I ran into a similar issue but for me it was the OC.
Certain version of Hive OS would not allow me to OC the certain card pasted a certain point.
Like the 0.6-208-beta@210818 would not allow me to OC my Power Color RX 6600 XT pass 30.2 MH, but it was stable. When i would OC pass that it would run for a while some times hours and then one of the card would loose hashrate and then LA would go high. Ultimately I would loose all GPU. Only a hard reset fixed the issue. Atert the OS i was able to OC to 32.7 MH with the same cards.

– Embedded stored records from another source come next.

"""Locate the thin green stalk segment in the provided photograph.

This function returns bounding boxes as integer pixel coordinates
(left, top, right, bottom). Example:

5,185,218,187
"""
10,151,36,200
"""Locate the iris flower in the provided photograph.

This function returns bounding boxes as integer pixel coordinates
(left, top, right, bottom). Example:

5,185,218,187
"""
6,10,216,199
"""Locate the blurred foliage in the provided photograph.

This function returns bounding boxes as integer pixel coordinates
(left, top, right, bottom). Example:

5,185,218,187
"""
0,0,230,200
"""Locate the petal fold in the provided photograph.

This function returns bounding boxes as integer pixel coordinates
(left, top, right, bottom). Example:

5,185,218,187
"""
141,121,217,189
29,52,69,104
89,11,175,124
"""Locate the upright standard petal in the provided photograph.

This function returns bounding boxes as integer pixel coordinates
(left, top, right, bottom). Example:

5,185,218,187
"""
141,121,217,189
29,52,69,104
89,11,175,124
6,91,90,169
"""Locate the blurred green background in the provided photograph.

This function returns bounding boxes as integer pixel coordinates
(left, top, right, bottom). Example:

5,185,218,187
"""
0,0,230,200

I also notice that when I OC some card RX 6600 XT to 32 MH, they would mine for hours and then loose hashrate, then i would loose the whole rig. For those instances I would need to play with the OC a bit until i found one that was not too much for the card even though the OC are witching acceptable limits for the card.
Also my latest find was that sometimes the Hive GUI or notification will ping me that a rig was down When it is not. In the past, would use my remote system to hard reset the rig and get it up again. But I noticed that if the notification claims that the rig is down, as long as i was on the same network i could use shell in a box to remote in and have a look. and about 90% of the time the rig was up and mining. The issue was just a false reading form the GUI or communication with the server.

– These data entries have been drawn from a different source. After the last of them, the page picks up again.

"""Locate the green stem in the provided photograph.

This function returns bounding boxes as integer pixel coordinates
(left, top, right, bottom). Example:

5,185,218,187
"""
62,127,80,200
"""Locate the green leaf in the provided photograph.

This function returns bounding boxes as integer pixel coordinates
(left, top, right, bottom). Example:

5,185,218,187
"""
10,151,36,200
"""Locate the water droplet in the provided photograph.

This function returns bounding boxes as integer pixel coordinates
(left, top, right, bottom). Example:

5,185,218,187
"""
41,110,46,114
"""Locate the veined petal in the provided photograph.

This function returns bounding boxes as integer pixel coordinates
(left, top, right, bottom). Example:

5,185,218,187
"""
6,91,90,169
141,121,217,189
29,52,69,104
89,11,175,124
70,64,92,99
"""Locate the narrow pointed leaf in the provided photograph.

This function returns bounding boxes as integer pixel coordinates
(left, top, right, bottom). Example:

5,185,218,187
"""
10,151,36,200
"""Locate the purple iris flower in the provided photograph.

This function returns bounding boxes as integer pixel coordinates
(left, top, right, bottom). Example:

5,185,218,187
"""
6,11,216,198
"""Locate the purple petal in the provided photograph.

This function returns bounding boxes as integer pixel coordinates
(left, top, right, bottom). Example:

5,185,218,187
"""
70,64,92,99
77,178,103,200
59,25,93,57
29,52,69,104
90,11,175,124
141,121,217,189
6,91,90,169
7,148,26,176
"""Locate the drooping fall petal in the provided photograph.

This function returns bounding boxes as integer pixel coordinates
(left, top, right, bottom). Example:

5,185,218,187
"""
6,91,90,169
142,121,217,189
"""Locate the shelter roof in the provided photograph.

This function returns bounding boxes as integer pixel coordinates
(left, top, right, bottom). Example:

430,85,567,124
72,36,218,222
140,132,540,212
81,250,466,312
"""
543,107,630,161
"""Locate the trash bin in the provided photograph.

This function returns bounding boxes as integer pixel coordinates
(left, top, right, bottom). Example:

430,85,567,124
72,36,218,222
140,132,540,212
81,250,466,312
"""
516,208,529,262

Hope this helps: if your rig goes down, Assuming that you do not have any hardware related issues.
step 1 - If on the same network, check with shell in a box to see if it is still mining. this works as well if you have a monitor connected to the rig.
Step 2 - check your OC and make sure they are not too much for the card. Even if they are within acceptable limits, lower them a bit to get a more stable run.
Step 3 - Upgrade or downgrade Hive OS version Test both stable and Beta as betta sometimes works better.